SEM top-view images of annealed Al2O3-coated (1 nm) TiO2 nanotube layers before (a) and after soaking in H3PO4 solutions with different concentrations: (b) 50 wt %, (c) 70 wt %, and (d) 85 wt % in total for 48 h (last 8 h at 60 °C). SEM top-view images of reference uncoated amorphous (e) and anatase (f) TiO2 nanotube layers after soaking in H3PO4 solutions of 10 and 40 wt %, respectively, for 24 h. All the scale bars denote 100 nm.

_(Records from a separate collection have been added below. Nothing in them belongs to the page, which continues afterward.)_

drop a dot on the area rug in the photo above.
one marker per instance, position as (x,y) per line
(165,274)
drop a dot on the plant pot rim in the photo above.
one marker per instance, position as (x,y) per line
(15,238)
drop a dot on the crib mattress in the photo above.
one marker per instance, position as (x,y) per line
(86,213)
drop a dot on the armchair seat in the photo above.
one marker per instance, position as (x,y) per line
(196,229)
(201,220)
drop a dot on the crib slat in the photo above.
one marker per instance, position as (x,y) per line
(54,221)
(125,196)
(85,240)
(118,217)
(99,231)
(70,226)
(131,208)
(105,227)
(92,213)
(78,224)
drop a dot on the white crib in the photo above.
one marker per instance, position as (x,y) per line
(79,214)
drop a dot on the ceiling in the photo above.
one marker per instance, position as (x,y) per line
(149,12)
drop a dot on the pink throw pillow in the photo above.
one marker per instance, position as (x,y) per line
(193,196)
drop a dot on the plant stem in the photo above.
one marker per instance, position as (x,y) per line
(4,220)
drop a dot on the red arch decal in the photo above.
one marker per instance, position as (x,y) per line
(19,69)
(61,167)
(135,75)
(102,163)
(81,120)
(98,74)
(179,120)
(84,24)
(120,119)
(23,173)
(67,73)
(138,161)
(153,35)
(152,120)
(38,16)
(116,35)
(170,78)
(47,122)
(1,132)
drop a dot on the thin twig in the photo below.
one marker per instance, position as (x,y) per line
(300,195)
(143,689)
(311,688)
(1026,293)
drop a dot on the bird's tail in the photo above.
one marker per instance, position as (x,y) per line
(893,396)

Thus, the present results, especially for the thinnest Al2O3 coating (1 nm), are very useful and promising for practical applications of the nanotube layers. As-treated TiO2 nanotube layers: (i) maintain anatase structure (more favorable for photovoltaics and photocatalysis than rutile) in the tubes over a very broad temperature range, (ii) possess significantly improved charge separation on the interface with various electrolytes (especially because electrons can tunnel to TiO2 via Al2O3 coatings thinner than ≈2 nm[62]), (iii) possess strong mechanical integrity, and (iv) provide extremely good stability in strongly acidic environments. All these features pave favorable way for the functionalization of TiO2 nanotube layers by secondary materials. It is foreseen that additional materials, such us various oxides, nitrides, sulfides, etc., may further expand the range of applications of TiO2 nanotube layers. Thermal and chemical stability of Al2O3-coated TiO2 nanotube layers can extend the utilization of nanotube layers for catalytic applications and sensing of gases (such as CO, NO, CH3CH2OH, H2, and O2) at high temperatures and/or in harsh acidic environment, so far unfeasible for uncoated TiO2 nanotube layers counterparts. In parallel, membranes composed of ultrahigh aspect ratio TiO2 nanotube layers that have been used for photocatalytic or flow-through experiments[51] may be prone to mechanical instabilities. Thus, they could greatly benefit from a thin Al2O3 coating to become mechanically more robust.

Conclusions

In this work, effects of Al2O3 coating produced by ALD on the crystal structure, mechanical, and chemical properties of TiO2 nanotube layers were explored. Noteworthy improvement of the thermal stability upon annealing in air was revealed up to temperatures of 870 °C, even with an extremely thin Al2O3 coating (1 nm). In contrast to uncoated TiO2 nanotube layers (100 vol % rutile), a high fraction of anatase structure (83 vol %) was determined for Al2O3-coated (1 nm) TiO2 nanotube layers upon annealing at 870 °C, which is highly desired due to its optical and electronic properties for photovoltaic and photocatalytic applications. An enhanced hardness was revealed for Al2O3-coated TiO2 nanotube layers with a positive impact on the mechanical properties of nanotube layers. In addition, Al2O3 coatings provided to the TiO2 nanotube layers extremely good stability in extremely acidic environments of H3PO4 solutions with different concentrations. All in all, self-organized TiO2 nanotube layers coated with thin Al2O3 coatings yield superior thermal, chemical, and mechanical stabilities that will extend their application range to previously nonimaginable working environments.